By Zach Novetsky
Forget about Ahmadinejad. His address to the UN on Yom HaShoah [Holocaust Remembrance Day] was the most despicable affront to Holocaust remembrance (nay, human dignity) that has ever happened in the post-WWII era. Instead, let me attempt to salvage some of the world's lost dignity by remembering the Holocaust in a way that it should be remembered, in a way that it must be remembered. At 6PM, we gathered in front of the United Nations, again at the Plaza des Nations. However, this time, we were joined by two-thousand people to commemorate the systematic extermination of six million Jews, and many millions of non-Jews. And for several hours, we stood together as a single body, simultaneously forgetting the travesty of the day's events while remembering the greatest tragedy in modern history.

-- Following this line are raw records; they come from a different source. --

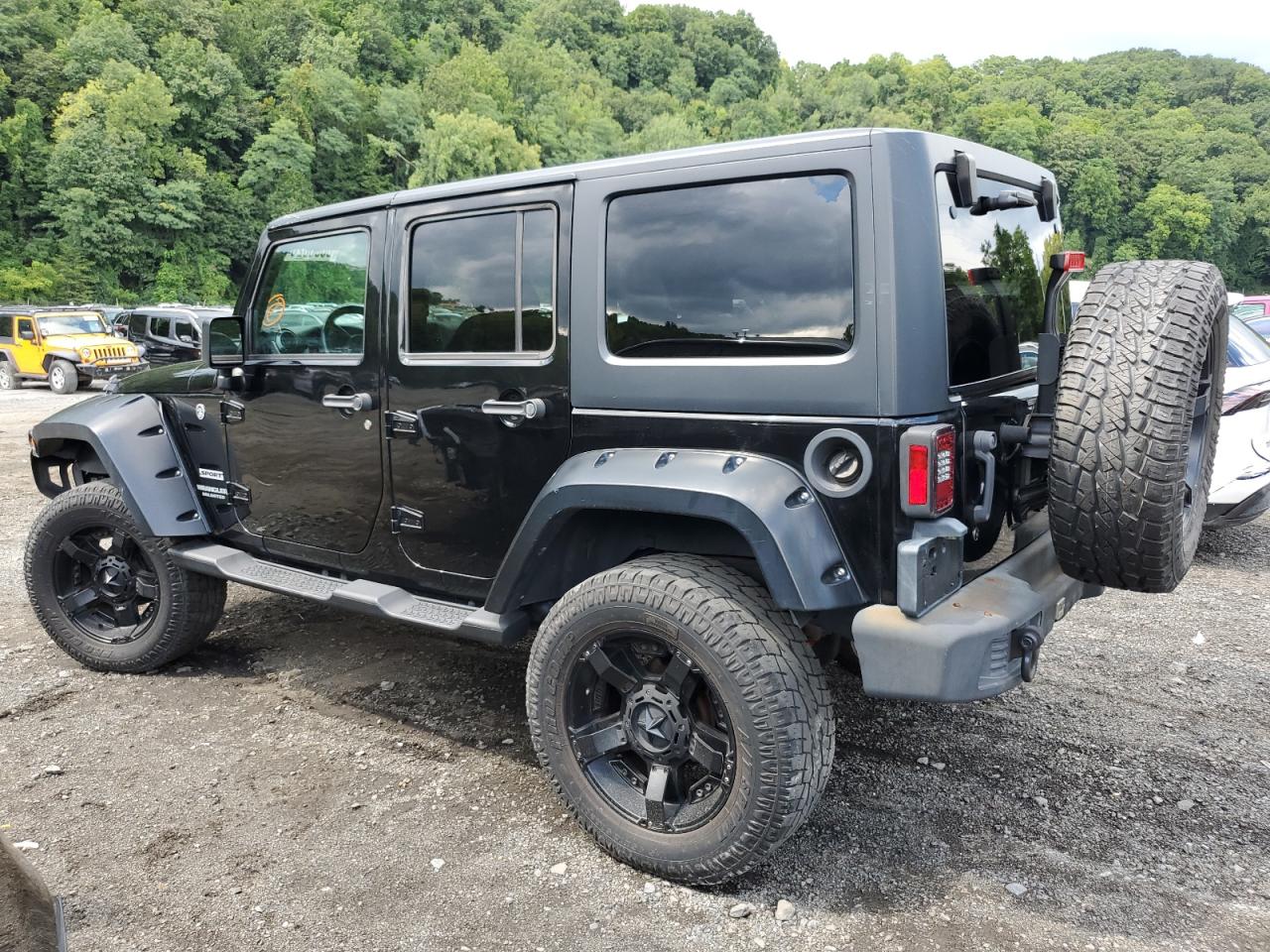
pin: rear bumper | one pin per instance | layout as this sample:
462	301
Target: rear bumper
969	645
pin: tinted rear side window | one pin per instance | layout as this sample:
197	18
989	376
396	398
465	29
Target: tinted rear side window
994	273
463	293
731	270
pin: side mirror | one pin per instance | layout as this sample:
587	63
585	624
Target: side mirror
966	179
1048	209
222	343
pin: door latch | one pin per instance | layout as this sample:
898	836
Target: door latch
405	520
232	412
398	422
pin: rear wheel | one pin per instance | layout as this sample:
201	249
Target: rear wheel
63	377
1139	400
683	717
108	594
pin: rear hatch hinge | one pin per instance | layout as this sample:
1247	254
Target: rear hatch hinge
405	520
232	412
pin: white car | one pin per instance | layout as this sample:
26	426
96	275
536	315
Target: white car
1241	466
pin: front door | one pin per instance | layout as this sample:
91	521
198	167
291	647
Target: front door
479	390
304	431
26	349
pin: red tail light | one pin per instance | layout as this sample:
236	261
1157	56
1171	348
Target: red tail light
929	454
1069	262
919	475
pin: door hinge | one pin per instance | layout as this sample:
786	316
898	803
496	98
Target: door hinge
398	422
232	412
405	520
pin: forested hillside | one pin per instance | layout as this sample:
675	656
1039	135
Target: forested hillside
145	143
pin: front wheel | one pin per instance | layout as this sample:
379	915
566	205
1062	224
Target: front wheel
108	594
63	377
684	719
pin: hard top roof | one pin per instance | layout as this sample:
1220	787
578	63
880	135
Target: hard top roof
602	168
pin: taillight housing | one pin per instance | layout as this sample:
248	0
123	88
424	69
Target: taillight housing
928	460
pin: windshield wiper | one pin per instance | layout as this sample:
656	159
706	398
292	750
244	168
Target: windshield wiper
1006	199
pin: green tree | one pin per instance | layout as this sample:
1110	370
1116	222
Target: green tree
467	146
277	169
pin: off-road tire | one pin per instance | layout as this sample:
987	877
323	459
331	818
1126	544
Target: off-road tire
1123	422
190	604
761	665
63	377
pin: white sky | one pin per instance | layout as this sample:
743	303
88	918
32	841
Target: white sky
830	31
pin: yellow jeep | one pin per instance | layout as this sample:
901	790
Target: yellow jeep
67	347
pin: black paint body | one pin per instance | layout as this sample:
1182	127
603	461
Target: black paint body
317	486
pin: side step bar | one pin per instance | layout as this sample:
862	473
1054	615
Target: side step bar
357	595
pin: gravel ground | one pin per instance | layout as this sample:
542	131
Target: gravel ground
318	780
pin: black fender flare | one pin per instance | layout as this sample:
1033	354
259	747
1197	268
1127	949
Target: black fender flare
763	499
130	435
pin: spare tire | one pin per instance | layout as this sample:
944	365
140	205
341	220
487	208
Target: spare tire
1138	404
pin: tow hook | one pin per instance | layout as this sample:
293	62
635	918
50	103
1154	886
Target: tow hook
1029	648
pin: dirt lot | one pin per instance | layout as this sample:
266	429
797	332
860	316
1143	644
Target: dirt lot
294	784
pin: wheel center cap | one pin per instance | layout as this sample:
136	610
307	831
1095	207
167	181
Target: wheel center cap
656	722
113	576
651	721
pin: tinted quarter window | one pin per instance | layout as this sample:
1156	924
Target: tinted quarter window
312	298
994	273
463	291
731	270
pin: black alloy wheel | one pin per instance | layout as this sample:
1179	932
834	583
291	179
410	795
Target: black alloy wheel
649	731
681	716
107	592
105	584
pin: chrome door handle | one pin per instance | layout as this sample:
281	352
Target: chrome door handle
516	409
348	402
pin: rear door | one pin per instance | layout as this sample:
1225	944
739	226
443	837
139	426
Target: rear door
479	386
185	340
158	343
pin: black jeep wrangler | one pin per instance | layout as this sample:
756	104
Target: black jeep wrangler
703	420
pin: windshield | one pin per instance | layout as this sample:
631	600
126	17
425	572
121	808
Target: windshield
53	324
1245	347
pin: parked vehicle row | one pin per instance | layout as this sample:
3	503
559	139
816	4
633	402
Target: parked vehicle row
68	347
1241	466
71	345
1255	311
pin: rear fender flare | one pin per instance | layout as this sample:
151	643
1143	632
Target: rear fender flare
130	435
763	499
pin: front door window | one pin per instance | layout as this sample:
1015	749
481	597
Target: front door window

Night fell upon us. A sea of candles ignited within our midst and a light broke forth from the dark, as the words of Elie Wiesel were carried in the Geneva winds: "Anti-Semitism did not perish in the gas chambers of Aushowitz, Jews did." We must ensure that these words are never forgotten, that Elie Wiesel's story and the countless story of other survivors is never forgotten. This is our most serious obligation. And we must promise, to never forget the Holocaust but most importantly, as Jews, we must never remain indifferent when human rights are violated around the world!
I cannot deny that the day was largely negative: The actions of the few were overshadowed by the inaction of the many (the UN). Here is a telling encounter I had with a man from an Iranian NGO. He assured me that the overlap between Yom HaShoah and the Second Durban Conference was no mere coincidence. And I have no reason to dismiss his claim: afterall, Iran was the Vice-Chair of the preparatory committee.
But I witnessed hope, strength and courage on this day of Yom HaShoah that far transcended the depravity of a tyrant and his fellow pawns. Remembering the lessons of the Holocaust is a task that the United Nations has yet to fully realize. Progress has been made: the Genocide Convention marks its 60th anniversary; the International Criminal Court has been formed. Yet words, charters, threats, and sanctions are inadequate when action is demanded. And as the UN session came to a close, I must accuse a great many nations, those who did not walkout in protest, of the crime of indifference - on a day that remembers the "perils of indifference."